Una de las primeras medidas de su gabinete ha sido incrementar en 50.000 millones de dólares el gasto militar. El actual presidente americano tiene el dudoso honor de haber lanzado la bomba más potente desde Hirosima y Nagasaki, la famosa “madre de todas las bombas”, de diez toneladas de peso y capaz de arrasar la vida en un radio de más de un kilómetro y medio. En estos tres meses, Estados Unidos ha bombardeado en Yemen, Somalia, Irak, Siria y Afganistán.
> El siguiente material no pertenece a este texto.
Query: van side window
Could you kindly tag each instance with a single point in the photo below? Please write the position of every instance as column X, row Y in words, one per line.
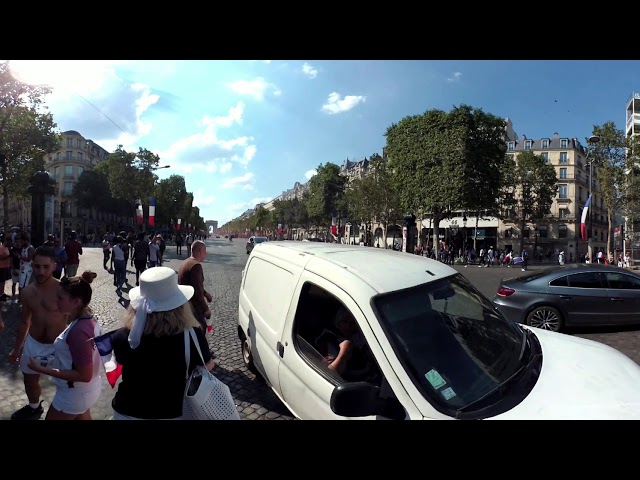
column 321, row 327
Algunos de estos países son usados para probar su arsenal sin tener en cuenta la muerte de civiles inocentes; ahí están —sin alejarnos demasiado— los más de 200 muertos en Mosul (Irak) o la veintena de milicianos kurdos asesinados por el fuego amigo. En otros países, caso de Siria o Afganistán, se ataca directamente.
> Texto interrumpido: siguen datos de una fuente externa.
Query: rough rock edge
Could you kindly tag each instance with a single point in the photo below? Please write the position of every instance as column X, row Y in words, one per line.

El reciente ataque de Estados Unidos al régimen de Al Asad está dificultando las a priori buenas relaciones con Rusia. Putin, tirano de manual en el que Trump se mira, no va a dejar solo al presidente sirio, lo que está encrudeciendo las relaciones entre estos dos dementes que manejan gran parte del mundo presuntamente civilizado. Mientras tanto, Corea del Norte sigue avanzando en su agresivo programa nuclear y tiene en el horizonte un ataque a Estados Unidos. ¿Está naciendo una nueva Guerra Fría? O, lo que es peor, dado lo cíclico de la Historia y lo cerril del ser humano, ¿estamos ante otra Gran Guerra? Desde el sofá, con el iPad en la mano, a cualquier hijo de vecino le parecerá imposible, pero sólo hace cien años de aquel primer sinsentido del siglo XX y parece que no aprendemos.
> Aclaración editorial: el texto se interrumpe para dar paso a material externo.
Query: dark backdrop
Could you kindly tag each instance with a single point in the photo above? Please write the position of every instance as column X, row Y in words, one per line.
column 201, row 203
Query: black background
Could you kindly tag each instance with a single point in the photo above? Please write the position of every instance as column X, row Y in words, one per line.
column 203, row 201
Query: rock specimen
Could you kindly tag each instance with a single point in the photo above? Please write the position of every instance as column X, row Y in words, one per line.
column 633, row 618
Desgraciadamente, Donald Trump, iracundo amo del planeta, abandera con orgullo la era de la estupidez, jactándose de despreciar la diplomacia, el diálogo y la inteligencia para dedicarse a masacrar allá donde considere necesario. Baste para hacerse una idea de su falta de humanidad la declaración que hizo hace unos días a una periodista afín en Palm Beach. Trump afirmó haber decidido lanzar cincuenta y nueve misiles en Irak mientras comía una deliciosa tarta de chocolate con el presidente chino. La periodista lo corrigió, no era en Irak, sino en Siria. “Eso, Siria”, contestó él. Mientras Trump come pastel de chocolate y tira bombas, gran parte del mundo tiene un nudo en la garganta. Somos incapaces de digerir un postre tan amargo.